What are you doing to understand the your customers' expectations and concerns? Do you have a system for tracking complaints? What kind of customer research are you doing? How do you know that the customers are not satisfied with the quality of your offerings - what are they telling you?

Just looking at your KPIs, I have concerns. A 90% target for OTD implies that it's OK with your management if one in 10 deliveries is late. That's a lot of late deliveries. What are the consequences for your customers if a delivery is late?

A 95% FPY - I don't know what you produce, but it sounds like there could be a lot of waste in that process. And you may not be catching all the problems - if defective product slips through to the customer, it might be expensive for them.

It would help to know more about what your organization is doing to manage the quality of your processes and products. For example, do you use statistical process control? Experimental methods? Checklists?

Duke Okes
168 Posts
Agree with what others have said ... 90% OTD would not be considered a good result, and it appears your "on the ground" customers have indicated so. Wonder what the cost is of having only a 95% FPY?

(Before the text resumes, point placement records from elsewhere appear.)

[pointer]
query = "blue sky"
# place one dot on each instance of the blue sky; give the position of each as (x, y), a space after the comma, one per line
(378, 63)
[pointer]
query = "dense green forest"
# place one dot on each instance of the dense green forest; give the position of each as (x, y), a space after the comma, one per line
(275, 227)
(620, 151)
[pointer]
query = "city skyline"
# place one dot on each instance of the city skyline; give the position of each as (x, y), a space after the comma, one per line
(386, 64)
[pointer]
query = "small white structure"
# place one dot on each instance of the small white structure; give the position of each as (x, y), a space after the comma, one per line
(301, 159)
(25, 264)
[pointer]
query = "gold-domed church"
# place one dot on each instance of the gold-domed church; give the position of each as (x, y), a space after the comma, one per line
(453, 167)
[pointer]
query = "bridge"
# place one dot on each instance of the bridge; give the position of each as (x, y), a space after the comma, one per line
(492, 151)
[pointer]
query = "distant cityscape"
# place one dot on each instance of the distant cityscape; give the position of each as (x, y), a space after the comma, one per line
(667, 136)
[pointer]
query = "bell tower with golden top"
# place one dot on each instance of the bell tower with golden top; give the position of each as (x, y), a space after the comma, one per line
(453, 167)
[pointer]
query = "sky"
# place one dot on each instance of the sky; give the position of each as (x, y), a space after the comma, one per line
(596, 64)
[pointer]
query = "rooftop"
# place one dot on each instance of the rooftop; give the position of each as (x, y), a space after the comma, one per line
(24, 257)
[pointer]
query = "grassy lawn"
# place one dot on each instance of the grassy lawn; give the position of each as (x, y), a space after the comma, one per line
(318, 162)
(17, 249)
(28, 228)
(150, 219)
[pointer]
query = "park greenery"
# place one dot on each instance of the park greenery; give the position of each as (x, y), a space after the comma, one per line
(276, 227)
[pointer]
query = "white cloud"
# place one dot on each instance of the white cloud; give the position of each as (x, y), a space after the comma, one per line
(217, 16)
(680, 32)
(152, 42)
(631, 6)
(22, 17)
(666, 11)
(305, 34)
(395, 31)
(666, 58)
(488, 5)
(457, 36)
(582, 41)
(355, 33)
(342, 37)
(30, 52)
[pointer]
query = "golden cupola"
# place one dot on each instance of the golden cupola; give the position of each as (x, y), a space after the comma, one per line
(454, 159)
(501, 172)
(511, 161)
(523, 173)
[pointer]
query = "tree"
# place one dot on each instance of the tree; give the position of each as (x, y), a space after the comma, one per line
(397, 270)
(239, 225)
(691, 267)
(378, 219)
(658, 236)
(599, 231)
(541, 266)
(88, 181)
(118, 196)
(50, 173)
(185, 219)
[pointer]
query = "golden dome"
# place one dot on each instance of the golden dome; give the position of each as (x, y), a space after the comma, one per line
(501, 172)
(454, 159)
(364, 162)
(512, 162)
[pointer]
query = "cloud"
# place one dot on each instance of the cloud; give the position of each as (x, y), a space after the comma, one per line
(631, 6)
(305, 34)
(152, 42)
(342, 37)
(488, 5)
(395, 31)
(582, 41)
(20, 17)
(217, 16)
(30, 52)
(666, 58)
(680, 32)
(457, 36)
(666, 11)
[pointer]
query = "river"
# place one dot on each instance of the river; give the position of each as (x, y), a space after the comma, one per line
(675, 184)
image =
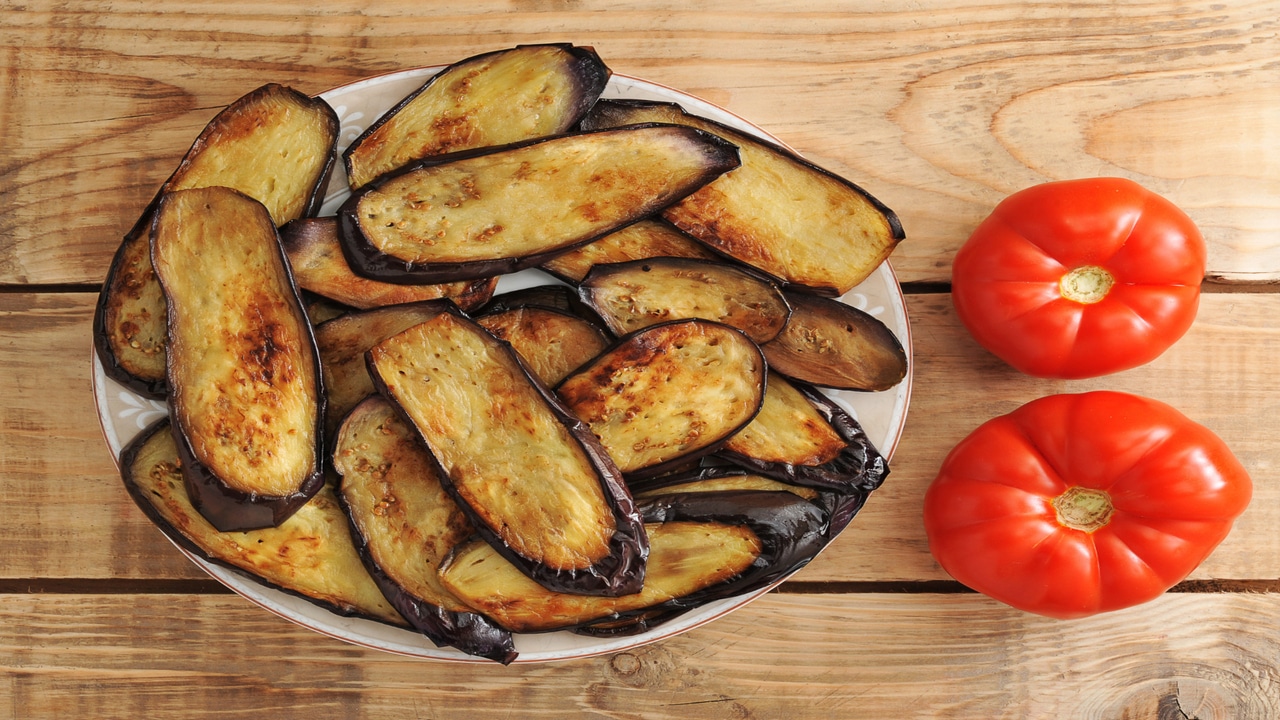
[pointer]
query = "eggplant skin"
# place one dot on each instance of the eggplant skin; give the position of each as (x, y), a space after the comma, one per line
(812, 229)
(311, 555)
(405, 525)
(533, 479)
(241, 147)
(489, 99)
(668, 393)
(833, 345)
(650, 237)
(856, 468)
(639, 294)
(319, 267)
(242, 365)
(503, 209)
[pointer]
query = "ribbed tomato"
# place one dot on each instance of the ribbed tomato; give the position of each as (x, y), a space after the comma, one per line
(1079, 278)
(1082, 504)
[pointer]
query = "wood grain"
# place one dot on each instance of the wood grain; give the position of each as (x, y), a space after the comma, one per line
(69, 518)
(937, 108)
(858, 656)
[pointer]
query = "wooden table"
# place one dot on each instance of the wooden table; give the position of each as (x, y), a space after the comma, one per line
(938, 108)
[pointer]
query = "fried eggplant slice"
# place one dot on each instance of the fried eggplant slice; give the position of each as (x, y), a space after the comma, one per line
(533, 479)
(551, 342)
(310, 555)
(405, 525)
(343, 342)
(804, 437)
(320, 267)
(499, 210)
(780, 213)
(275, 145)
(645, 238)
(668, 393)
(492, 99)
(639, 294)
(704, 547)
(243, 373)
(833, 345)
(684, 557)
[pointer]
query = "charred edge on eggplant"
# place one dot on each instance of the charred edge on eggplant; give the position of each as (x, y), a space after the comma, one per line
(366, 259)
(631, 351)
(321, 268)
(224, 506)
(457, 132)
(708, 224)
(858, 468)
(145, 502)
(630, 296)
(791, 529)
(621, 570)
(470, 632)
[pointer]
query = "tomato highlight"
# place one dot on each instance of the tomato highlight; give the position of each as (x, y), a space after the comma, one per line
(1082, 504)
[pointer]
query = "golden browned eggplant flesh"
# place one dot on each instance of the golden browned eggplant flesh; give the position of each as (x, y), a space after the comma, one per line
(490, 99)
(531, 478)
(242, 367)
(277, 146)
(684, 352)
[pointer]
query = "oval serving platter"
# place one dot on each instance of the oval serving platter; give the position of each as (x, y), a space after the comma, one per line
(123, 414)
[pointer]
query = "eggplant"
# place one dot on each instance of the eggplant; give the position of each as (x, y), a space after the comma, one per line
(490, 99)
(320, 267)
(809, 228)
(311, 555)
(804, 437)
(833, 345)
(645, 238)
(275, 145)
(343, 342)
(704, 547)
(668, 393)
(503, 209)
(551, 342)
(405, 525)
(533, 479)
(644, 292)
(242, 367)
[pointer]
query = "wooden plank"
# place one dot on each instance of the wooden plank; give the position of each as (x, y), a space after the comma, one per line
(1206, 656)
(938, 108)
(67, 515)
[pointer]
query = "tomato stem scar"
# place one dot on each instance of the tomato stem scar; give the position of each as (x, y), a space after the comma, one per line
(1083, 509)
(1087, 285)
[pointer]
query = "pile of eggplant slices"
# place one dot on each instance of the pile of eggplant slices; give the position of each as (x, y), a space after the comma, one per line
(355, 417)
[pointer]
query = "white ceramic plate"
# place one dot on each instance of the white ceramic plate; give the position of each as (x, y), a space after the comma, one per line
(124, 414)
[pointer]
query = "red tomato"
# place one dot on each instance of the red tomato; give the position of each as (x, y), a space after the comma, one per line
(1079, 278)
(1082, 504)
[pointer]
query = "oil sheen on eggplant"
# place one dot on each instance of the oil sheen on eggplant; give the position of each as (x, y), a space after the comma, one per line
(778, 212)
(405, 525)
(498, 210)
(320, 267)
(668, 393)
(645, 238)
(644, 292)
(310, 555)
(275, 145)
(833, 345)
(704, 547)
(534, 481)
(242, 368)
(804, 437)
(343, 342)
(490, 99)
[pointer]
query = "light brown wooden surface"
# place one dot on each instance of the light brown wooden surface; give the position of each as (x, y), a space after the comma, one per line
(937, 108)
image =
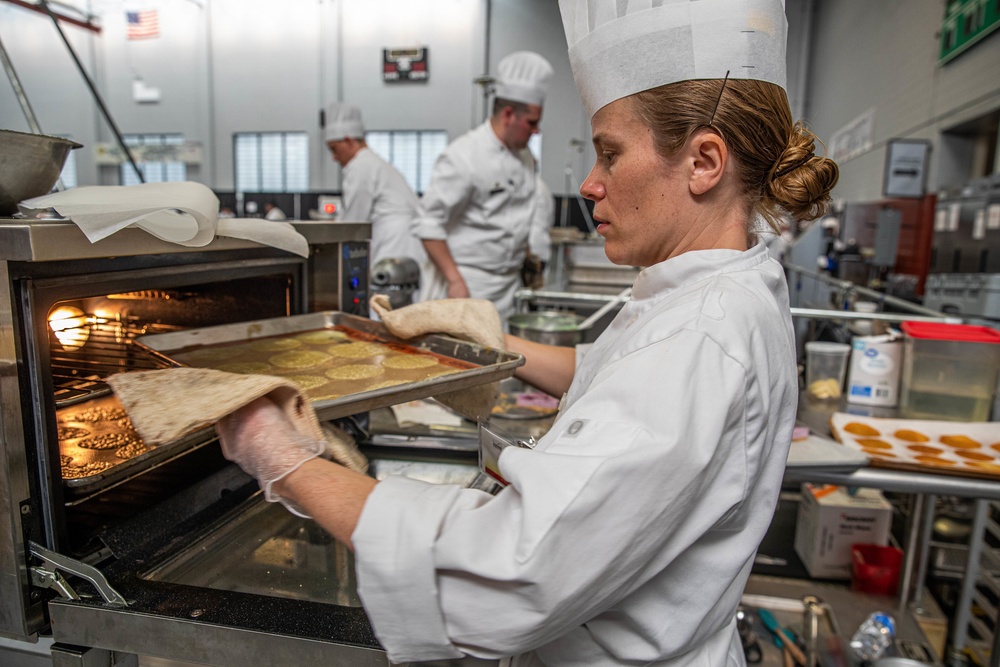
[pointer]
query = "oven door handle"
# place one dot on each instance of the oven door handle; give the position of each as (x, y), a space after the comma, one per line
(82, 570)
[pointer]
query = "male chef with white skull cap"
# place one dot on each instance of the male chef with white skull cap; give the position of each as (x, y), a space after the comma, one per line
(627, 533)
(475, 218)
(374, 191)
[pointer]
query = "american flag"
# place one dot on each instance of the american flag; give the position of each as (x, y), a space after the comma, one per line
(143, 25)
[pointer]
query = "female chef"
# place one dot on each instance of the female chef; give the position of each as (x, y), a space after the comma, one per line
(627, 535)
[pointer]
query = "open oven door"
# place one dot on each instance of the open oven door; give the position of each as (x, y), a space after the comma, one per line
(218, 576)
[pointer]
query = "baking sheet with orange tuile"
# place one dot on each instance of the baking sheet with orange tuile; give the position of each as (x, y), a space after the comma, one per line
(967, 449)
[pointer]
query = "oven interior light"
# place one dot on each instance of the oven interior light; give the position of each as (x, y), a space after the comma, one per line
(70, 326)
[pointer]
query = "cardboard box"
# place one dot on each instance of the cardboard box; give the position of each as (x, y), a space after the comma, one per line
(830, 520)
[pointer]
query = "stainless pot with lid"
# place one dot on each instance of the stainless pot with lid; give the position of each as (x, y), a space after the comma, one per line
(551, 327)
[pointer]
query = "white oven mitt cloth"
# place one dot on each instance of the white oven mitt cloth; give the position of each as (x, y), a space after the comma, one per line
(265, 424)
(185, 213)
(473, 320)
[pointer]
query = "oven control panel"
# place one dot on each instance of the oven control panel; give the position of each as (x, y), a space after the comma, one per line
(354, 278)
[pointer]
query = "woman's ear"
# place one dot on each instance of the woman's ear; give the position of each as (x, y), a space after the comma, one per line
(707, 155)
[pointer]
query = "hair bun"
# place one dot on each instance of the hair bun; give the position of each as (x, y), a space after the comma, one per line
(800, 181)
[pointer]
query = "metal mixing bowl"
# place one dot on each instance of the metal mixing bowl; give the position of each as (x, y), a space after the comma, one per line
(29, 166)
(550, 327)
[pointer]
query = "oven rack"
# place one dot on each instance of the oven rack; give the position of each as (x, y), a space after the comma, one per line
(78, 373)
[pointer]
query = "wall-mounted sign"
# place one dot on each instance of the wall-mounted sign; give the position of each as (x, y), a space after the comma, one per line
(906, 168)
(966, 22)
(854, 139)
(400, 65)
(190, 152)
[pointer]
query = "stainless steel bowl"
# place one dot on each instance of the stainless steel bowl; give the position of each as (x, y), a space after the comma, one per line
(549, 327)
(29, 166)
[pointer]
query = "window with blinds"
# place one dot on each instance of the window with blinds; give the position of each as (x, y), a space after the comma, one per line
(413, 152)
(153, 171)
(271, 161)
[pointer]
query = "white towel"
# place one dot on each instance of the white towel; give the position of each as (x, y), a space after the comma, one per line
(185, 213)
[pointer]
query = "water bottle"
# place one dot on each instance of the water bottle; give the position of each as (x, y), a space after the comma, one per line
(873, 637)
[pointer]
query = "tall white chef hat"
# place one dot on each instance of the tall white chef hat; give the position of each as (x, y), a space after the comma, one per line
(343, 120)
(621, 47)
(523, 76)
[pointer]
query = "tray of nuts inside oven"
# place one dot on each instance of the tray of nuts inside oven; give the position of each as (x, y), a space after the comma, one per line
(98, 446)
(968, 449)
(344, 363)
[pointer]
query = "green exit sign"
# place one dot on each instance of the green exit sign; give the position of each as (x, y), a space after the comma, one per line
(965, 23)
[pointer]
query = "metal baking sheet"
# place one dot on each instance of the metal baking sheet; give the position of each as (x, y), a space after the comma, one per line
(476, 365)
(99, 448)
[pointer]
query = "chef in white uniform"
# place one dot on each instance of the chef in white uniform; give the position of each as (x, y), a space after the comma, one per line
(627, 534)
(476, 215)
(374, 190)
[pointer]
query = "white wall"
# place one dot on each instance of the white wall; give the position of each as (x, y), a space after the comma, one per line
(227, 66)
(883, 55)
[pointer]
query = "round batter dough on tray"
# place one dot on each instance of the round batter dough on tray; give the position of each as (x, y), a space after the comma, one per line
(307, 382)
(275, 344)
(355, 372)
(71, 432)
(109, 441)
(985, 466)
(211, 354)
(910, 435)
(98, 414)
(857, 428)
(408, 361)
(299, 359)
(321, 336)
(925, 449)
(961, 442)
(873, 443)
(86, 470)
(131, 450)
(386, 383)
(247, 368)
(358, 350)
(935, 461)
(879, 453)
(973, 455)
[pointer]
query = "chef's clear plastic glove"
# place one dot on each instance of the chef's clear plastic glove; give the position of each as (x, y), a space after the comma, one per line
(474, 320)
(261, 439)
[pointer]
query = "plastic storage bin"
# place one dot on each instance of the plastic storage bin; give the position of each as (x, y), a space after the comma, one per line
(875, 568)
(949, 371)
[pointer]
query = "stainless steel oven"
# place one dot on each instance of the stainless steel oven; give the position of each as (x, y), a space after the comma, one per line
(169, 554)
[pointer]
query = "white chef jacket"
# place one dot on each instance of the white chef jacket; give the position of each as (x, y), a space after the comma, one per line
(628, 534)
(481, 200)
(375, 192)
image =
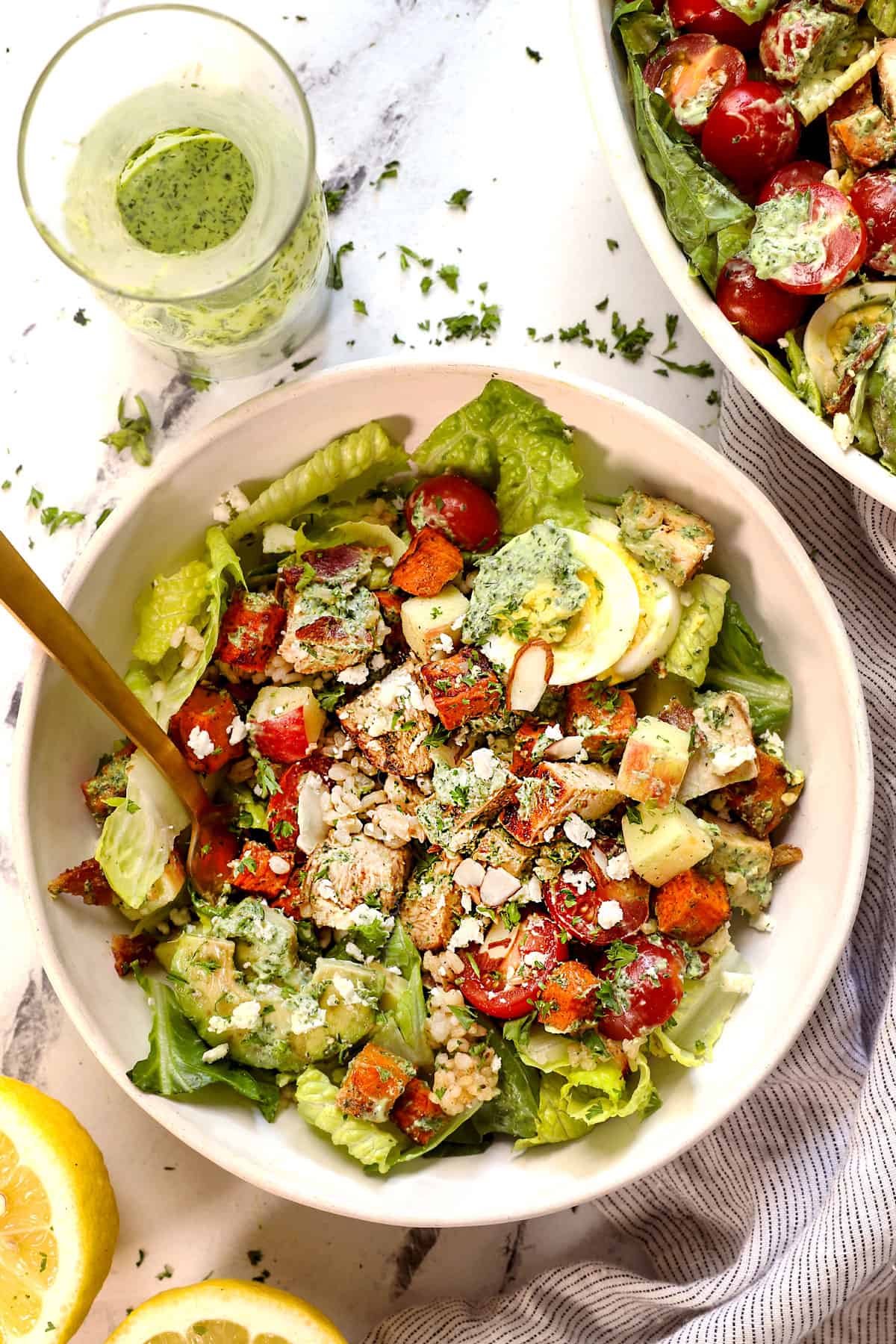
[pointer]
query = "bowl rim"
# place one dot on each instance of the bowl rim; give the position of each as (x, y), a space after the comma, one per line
(195, 444)
(597, 62)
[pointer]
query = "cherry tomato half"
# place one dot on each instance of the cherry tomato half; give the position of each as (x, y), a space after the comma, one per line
(829, 233)
(874, 198)
(709, 16)
(511, 967)
(460, 508)
(691, 73)
(648, 991)
(751, 132)
(576, 898)
(801, 172)
(758, 308)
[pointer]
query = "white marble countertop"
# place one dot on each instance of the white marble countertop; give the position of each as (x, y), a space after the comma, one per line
(448, 89)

Also, these are outcome indicators which can't be managed directly. Do you have leading/controls indicators at key points within the processes that allow detection and response to variances that contribute to less than 100% results? Do you use Paretos to identify major contributors and work on them on a project-by-project basis?
If your metrics are not matching customer perception, you've got the wrong metrics. These are internally focused.
Your customer doesn't care about your FPY or EV...unless it translates to lower prices for them.
Einstein said "Not everything that can be counted counts, and not everything that counts can be counted."
Metrics need to be customer focused and targets should be set based on the customer/market needs (not what you think you can achieve).
For instance if you ran a fast food restaurant, you would measure customer wait time.
If your current time is 15 minutes and your nearest competitor is 5, you're going to lose business. Your goal should be 5 minutes or less to stay in business.
Goals should also be set for the system, not individuals. See some of Deming's books.
Lots of great feedback in the comments - FPY and EV are internal metrics that the customer generally doesn't see. When you say "do not agree with quality levels", you certainly need to dig to understand what that means and what the expectations are from the customers (and not just one customer's view). If you don't understand that, you can't close reality to expectation. Another watch item is "averages" - take a look at the data to see how much variation you.